Pritchard’s short corner was flicked by Callum Doyle into the path of Dan Neil, who drove the ball into the bottom right corner.
Sunderland were dominating and beginning to pile on the pressure, proving dangerous in the final third for the Pilgrims’ defence. Dajaku coming close to doubling the Black Cats’ advantage just moments later, but his left-footed shot tested Michael Cooper in the Plymouth goal.
But it wasn’t long until that two-goal lead was established.
Pritchard orchestrated the move, sending Dajaku galloping down the right wing. The winger, on loan from Union Berlin, switched the ball past Ryan Broom, and cut it back for Nathan Broadhead, who elegantly flicked it past a helpless keeper.
The hosts were in full control with Dajaku proving pivotal – his left-footed effort was curled just around the left post.
Despite being two points clear at the top less than a month ago, Plymouth have been struggling over recent weeks, and were struggling to find a foothold in this one, with Dajaku’s pace, Pritchard’s creativity and Broadhead and Stewart’s physical presence all proving difficult for the Pilgrims to defend against.
However, just before the interval, the away side began to keep possession but failed to test what was proving to be a tough defensive structure – over hit crosses left prolific striker Ryan Hardie chance-less and frustrated with the lack of service.
After the half-time break, Plymouth continued in a similar vein, but posed a threat in the attacking areas. Hardie was looking more threatening in and around the penalty area, and had a great chance to half the deficit, as he twisted wonderfully past Bailey Wright in the 18-yard box, before his left-footed effort drew a superb close-range save from Thorben Hoffmann.
You always felt like a goal was on its way, but it was a question of who would take the initiative, and it proved to be Argyle. It came within simple circumstances, as Argyle’s Dan Scarr was able to prod the ball into the bottom left corner from Houghton’s corner-kick delivery.
It was the away side who were dominating second-half proceedings at the Stadium of Light with the added catalyst of an extremely-questionable refereeing display.

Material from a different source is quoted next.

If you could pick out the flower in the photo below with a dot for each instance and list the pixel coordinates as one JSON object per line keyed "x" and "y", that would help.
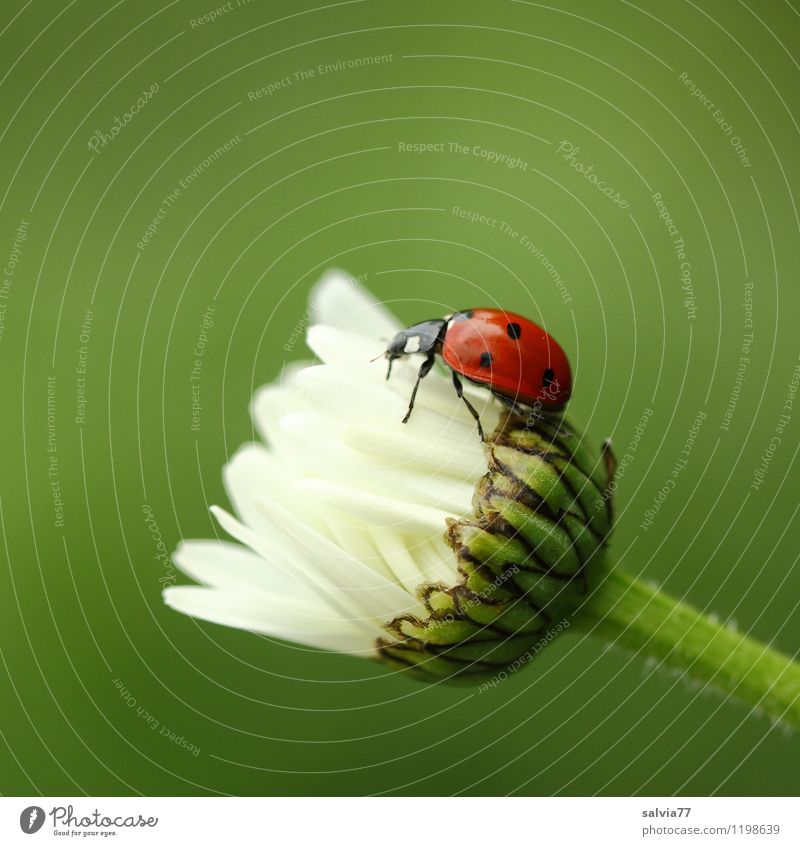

Sunderland were being pinned within their own half, but posed a massive threat on the counter.
Nathan Broadhead’s right-footed curling effort was met by the fists of Cooper, and a golden opportunity arose in the latter stages of the contest to seal the game.
Stewart sent a long ball forward in what was looking like a hopeless chase for Aiden O’Brien, but the Plymouth goalkeeper missed his clearance of the ball and left O’Brien with an open goal – but his effort was blocked on the line by a desperate right leg of James Wilson.
For Sunderland, it was an ending that they have been so used to over the course of this season, as Plymouth threw bodies forward in the closing stages but failed to find the all-important equaliser – much to the delight of the home support.
And, on the whole, it allowed the Sunderland fans to breathe. It was a very nervy ending – a nervy second half altogether – during which it always felt like Plymouth would find a route back into levelling the match.
But, therein lies the change over the past week. The Black Cats headed into last Saturday’s clash with Oxford low on confidence despite the previous week’s 2-1 victory over Cambridge in challenging circumstances, after their exit from the Papa John’s Trophy.
But, over the course of three gutsy and entertaining home matches, Sunderland have re-found their mojo. And, after the November blip, it finally feels like Sunderland are back on track, and relishing their football once again.